Last year, vehicles transported 11 billion tons of freight, more than $32 billion worth of goods each day, and moved people more than 3 trillion vehicle-miles. The U.S. Department of Energy's Vehicle Technologies Office (VTO) provides low cost, secure, and clean energy technologies to move people and goods across America. VTO supports research, development, and deployment of efficient and sustainable highway transportation technologies that will improve fuel economy and enable America to use less petroleum. These technologies, include plug-in electric vehicles (also known as PEVs or electric cars), batteries and electrification, advanced combustion engines, lightweight and propulsion materials, and alternative fuels, will increase Americans’ mobility and energy security, while lowering costs and reducing environmental impacts. VTO collaborates with industry, academia, and national laboratories to develop advanced transportation technologies to improve energy efficiency, increase domestic energy security, reduce operating cost for consumers & business, and improve global competitiveness of U.S. economy. These advanced transportation technologies can significantly lead to fuel economy improvements and replace oil with domestic fuels, setting the foundation for clean, efficient, sustainable, and cost-competitive vehicles.

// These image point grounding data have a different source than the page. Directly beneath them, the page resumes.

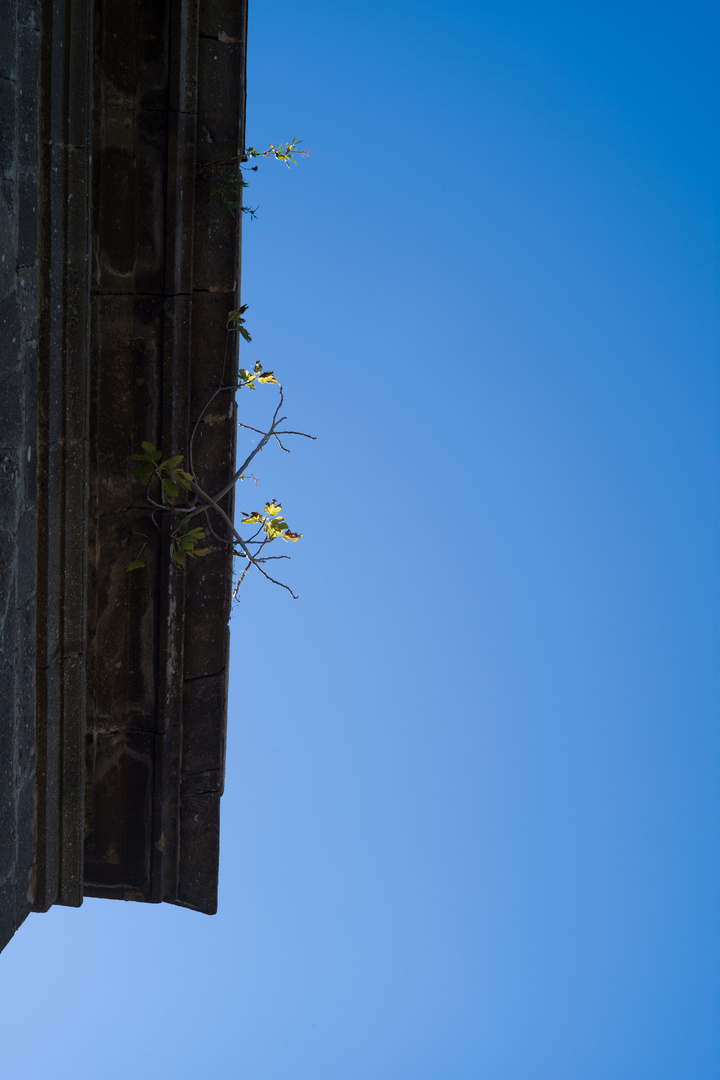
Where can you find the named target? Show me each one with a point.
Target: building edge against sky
(118, 271)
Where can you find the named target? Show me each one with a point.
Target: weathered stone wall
(117, 275)
(19, 57)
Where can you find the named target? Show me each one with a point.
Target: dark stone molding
(135, 272)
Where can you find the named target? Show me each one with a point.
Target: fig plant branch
(180, 494)
(179, 490)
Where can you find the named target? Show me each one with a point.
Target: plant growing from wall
(227, 176)
(172, 489)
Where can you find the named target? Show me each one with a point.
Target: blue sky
(472, 807)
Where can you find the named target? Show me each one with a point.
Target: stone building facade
(118, 267)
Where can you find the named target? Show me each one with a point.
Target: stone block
(8, 41)
(8, 129)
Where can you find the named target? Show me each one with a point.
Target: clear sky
(471, 828)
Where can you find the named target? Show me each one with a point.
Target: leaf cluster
(173, 480)
(185, 543)
(271, 523)
(285, 151)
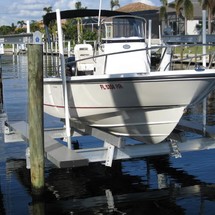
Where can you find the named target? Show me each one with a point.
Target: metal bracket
(110, 154)
(174, 150)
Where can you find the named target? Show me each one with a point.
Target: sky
(13, 11)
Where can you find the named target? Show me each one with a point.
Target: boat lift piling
(35, 115)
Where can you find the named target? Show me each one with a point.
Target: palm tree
(163, 10)
(21, 23)
(78, 6)
(47, 9)
(208, 5)
(187, 7)
(114, 3)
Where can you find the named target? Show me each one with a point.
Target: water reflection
(156, 185)
(101, 190)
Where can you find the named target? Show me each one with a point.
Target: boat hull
(146, 106)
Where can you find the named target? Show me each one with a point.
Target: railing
(188, 60)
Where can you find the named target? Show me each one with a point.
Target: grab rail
(160, 47)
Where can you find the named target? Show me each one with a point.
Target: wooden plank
(56, 152)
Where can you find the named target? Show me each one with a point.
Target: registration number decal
(111, 86)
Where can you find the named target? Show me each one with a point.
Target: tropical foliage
(208, 5)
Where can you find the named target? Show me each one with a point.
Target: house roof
(138, 6)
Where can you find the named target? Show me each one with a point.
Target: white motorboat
(114, 89)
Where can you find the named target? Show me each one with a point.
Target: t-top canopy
(69, 14)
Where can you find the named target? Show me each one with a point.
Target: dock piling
(35, 117)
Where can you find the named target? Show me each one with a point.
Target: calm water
(130, 187)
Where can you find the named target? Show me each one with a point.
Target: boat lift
(114, 148)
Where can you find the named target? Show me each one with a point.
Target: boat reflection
(101, 190)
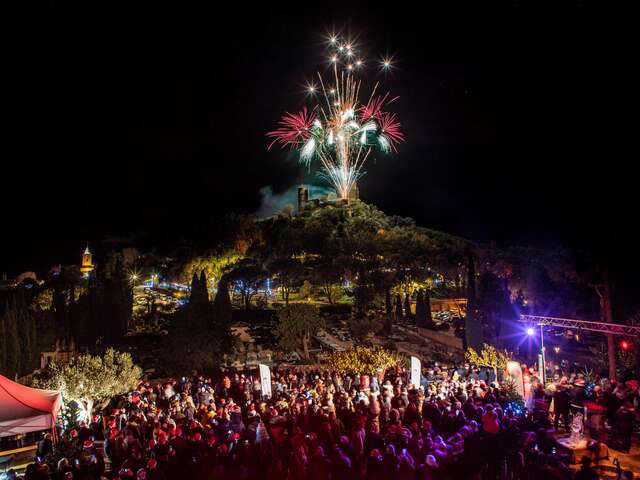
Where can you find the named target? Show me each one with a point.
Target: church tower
(87, 264)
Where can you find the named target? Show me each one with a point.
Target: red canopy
(24, 409)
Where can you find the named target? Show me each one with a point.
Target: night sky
(154, 120)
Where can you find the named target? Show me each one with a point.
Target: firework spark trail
(340, 131)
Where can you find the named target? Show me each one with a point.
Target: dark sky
(154, 119)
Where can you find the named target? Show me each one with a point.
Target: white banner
(515, 372)
(415, 372)
(265, 380)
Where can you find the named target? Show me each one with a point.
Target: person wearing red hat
(153, 472)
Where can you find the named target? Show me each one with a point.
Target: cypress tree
(407, 307)
(472, 325)
(389, 311)
(223, 311)
(398, 308)
(420, 317)
(204, 291)
(428, 319)
(13, 344)
(195, 289)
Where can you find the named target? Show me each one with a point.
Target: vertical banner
(415, 372)
(515, 373)
(541, 368)
(265, 380)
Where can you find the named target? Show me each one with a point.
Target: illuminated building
(87, 264)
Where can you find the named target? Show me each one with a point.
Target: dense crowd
(458, 424)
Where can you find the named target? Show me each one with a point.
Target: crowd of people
(318, 425)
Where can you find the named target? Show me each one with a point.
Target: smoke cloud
(275, 203)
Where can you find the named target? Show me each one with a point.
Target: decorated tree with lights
(490, 357)
(363, 361)
(90, 380)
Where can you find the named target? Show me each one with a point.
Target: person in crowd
(458, 424)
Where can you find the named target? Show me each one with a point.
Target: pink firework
(390, 127)
(294, 128)
(374, 108)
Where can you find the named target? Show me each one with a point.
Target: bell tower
(87, 264)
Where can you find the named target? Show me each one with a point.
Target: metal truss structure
(601, 327)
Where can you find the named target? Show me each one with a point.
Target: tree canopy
(91, 379)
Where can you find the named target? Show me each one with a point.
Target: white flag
(515, 372)
(415, 372)
(265, 380)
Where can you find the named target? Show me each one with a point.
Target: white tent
(24, 409)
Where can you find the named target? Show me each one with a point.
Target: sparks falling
(340, 131)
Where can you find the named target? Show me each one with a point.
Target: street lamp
(543, 367)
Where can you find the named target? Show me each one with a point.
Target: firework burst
(340, 131)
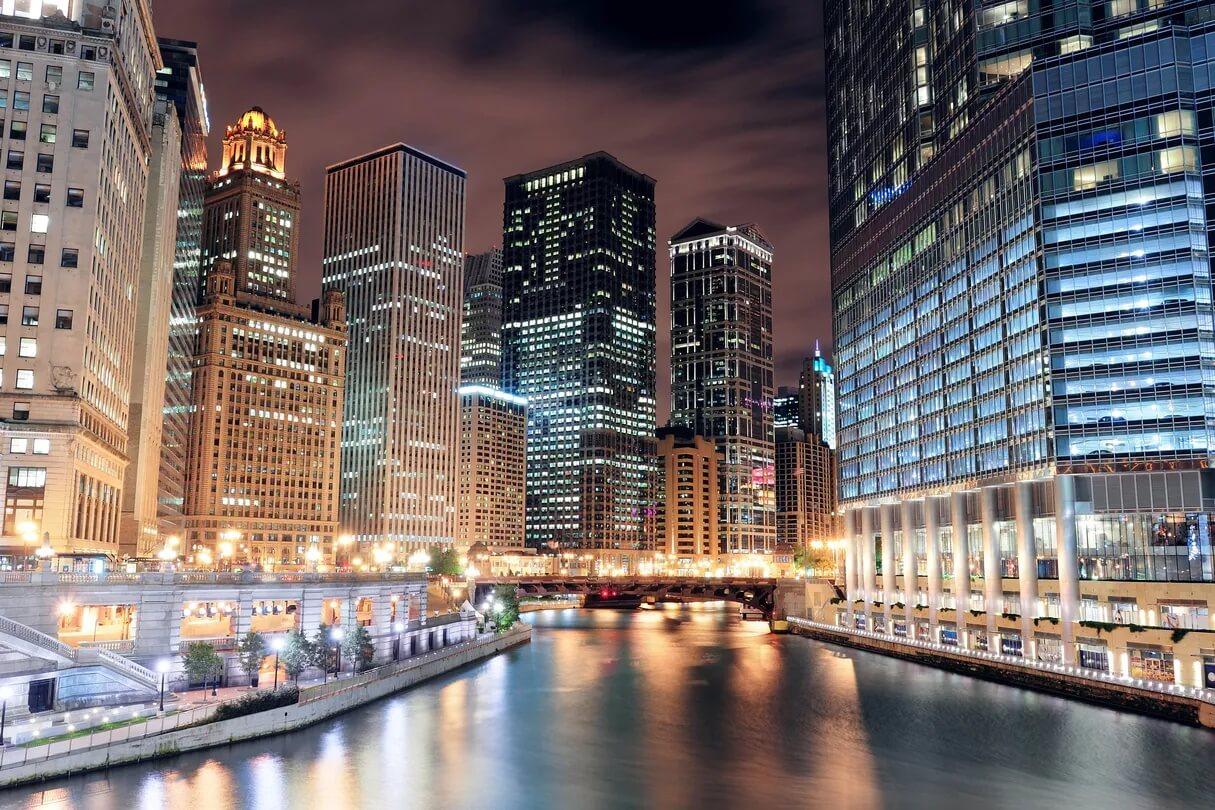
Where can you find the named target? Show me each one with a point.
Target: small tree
(297, 655)
(252, 651)
(202, 662)
(447, 562)
(357, 646)
(504, 607)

Dr. H. Felix Wu holds a Ph.D. in Mechanical Engineering from Cornell University and a M.S. from Northwestern University. He has more than 18 years of program management and leadership experience working for the Federal government, industry, and academia with broad-based expertise in advanced materials, fiber-reinforced composites, manufacturing, nano-materials/structures, smart structures/NDE, civil infrastructure, and biomaterials/biomedical devices. He joined the Vehicle Technologies Office (VTO), Office of Energy Efficiency and Renewable Energy (EERE) at the U.S. Department of Energy (DOE) as a Supervisory Program Manager in January 2016. Currently, he oversees the Materials Technology R&D Program including Lightweight Materials and Propulsion Materials, targeting the EERE’s mission to improve fuel efficiency and reduce CO2 emissions. Dr. Wu is also a Federal Executive Advisor for the DOE’s Institute for Advanced Composites Manufacturing Innovation (IACMI).

In 1997-2012, Dr. Wu was a Senior Program Manager in the Advanced Technology Program (ATP) at the National Institute of Standards and Technology (NIST) where he managed numerous ATP-funded high-risk, high-payoff projects working with various industries including automotive, offshore oil production, civil infrastructure, nanotechnology, polymers, metals, ceramics, and biological sciences.

Prior to his government career, Dr. Wu worked in industry for over 14 years including positions of a Senior Project Manager at the Alcoa Technical Center where he was the leader in the R&D of a new family of fiber-metal laminates (ARALL and GLARE) and a Senior Project Leader at the Owens Corning Science & Technology Center where he led fundamental & applied research programs.

Dr. Wu was an Adjunct Professor in the Department of Materials Science and Engineering at the Virginia Polytechnic Institute & State University and was the Senior Director in the Office of Research and Economic Development at the University of North Texas.

Dr. Wu has published more than 200 papers in scientific journals, technical conferences, and technical reports. He was the recipient of the Hans-Juergen Schmidt Award of the 7th International Workshop on Structural Health Monitoring in recognition of his outstanding leadership and efforts in advancing structural health monitoring technologies in industry and government. He is a Fellow of the SPIE (Society of Photo-Optical Instrumentation Engineers), a U.S. Department of Commerce Science and Technology Fellow, and a Fellow of the Ohio Academy of Science.